Grassley Statement on Health Issues
Opening Comments of Sen. Chuck Grassley, of Iowa
Chairman of the Senate Committee on Finance
Briefing on Health Issues
Wednesday, February 14, 2001
I'd like to thank everyone for joining Senator Baucus and me today. As you know, our new President has outlined an ambitious agenda to address many of our nation's health care concerns. Modernizing Medicare and including an affordable prescription drug benefit, reducing the number of uninsured Americans in this country, and helping to lower the costs of long-term care, these are all priorities for our new administration. And they'll be priorities for the Finance Committee as well.
We want our process to be transparent in Finance, for folks to know what we intend to work on. And that's why we've asked you all to join us today. There should be no question in anyone's mind that I intend to work with each and every member of this committee to find solutions to these tough health care problems. And I know the good senator from Montana intends to do the same. It's this very commitment that we have, to really work in an inclusive and bipartisan fashion, that is exciting and drives us to really get something done this year.

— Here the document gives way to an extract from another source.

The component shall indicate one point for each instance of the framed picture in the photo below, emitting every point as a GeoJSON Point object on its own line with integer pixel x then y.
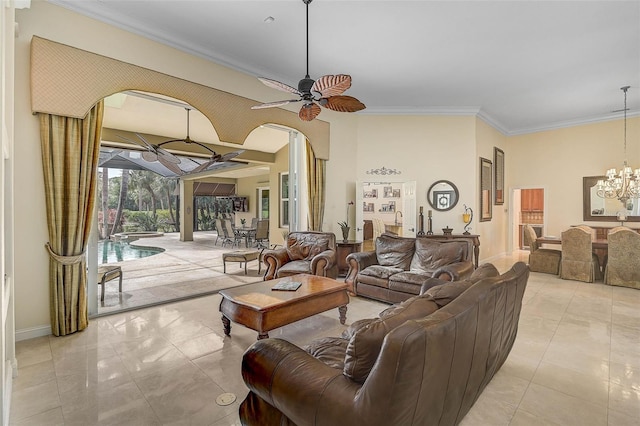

It should be no surprise that crafting Medicare legislation is a high priority, legislation that takes steps to modernize the program and include a prescription drug benefit that seniors can afford. But we have many other responsibilities as well. We need to uncover the reasons that 43.5 million Americans go without health care coverage today and identify the solutions that work best to solve this problem. We must take a closer look at the long-term care problems that plague this country and determine what steps we can begin to take right away. I think my own long-term care legislation is a great place to start. We must provide proper oversight of our federal health programs and ensure the hundreds of new provisions recently passed are implemented properly and that the billions of new taxpayer dollars are being spent efficiently, not wasted.
Whether it's crafting Medicare legislation, uncovering the problems of the uninsured, or preparing for re-authorization of the welfare reform legislation for next year - this committee will be working on it. We'll be holding hearings in March to address the financing of Medicare,
changes in long-term growth assumptions, and budgetary impacts of a prescription drug benefit.
We'll also hold hearings on the uninsured and long-term care early in the year. And we'll follow with Medicare modernization and prescription drug hearings that will take us through May.
We have an enormous responsibility to taxpayers and the millions of Americans who rely on our federal health programs. We have a hearty agenda, no doubt, but it is one we intend to make progress on with the help of all of our committee members in a bipartisan fashion.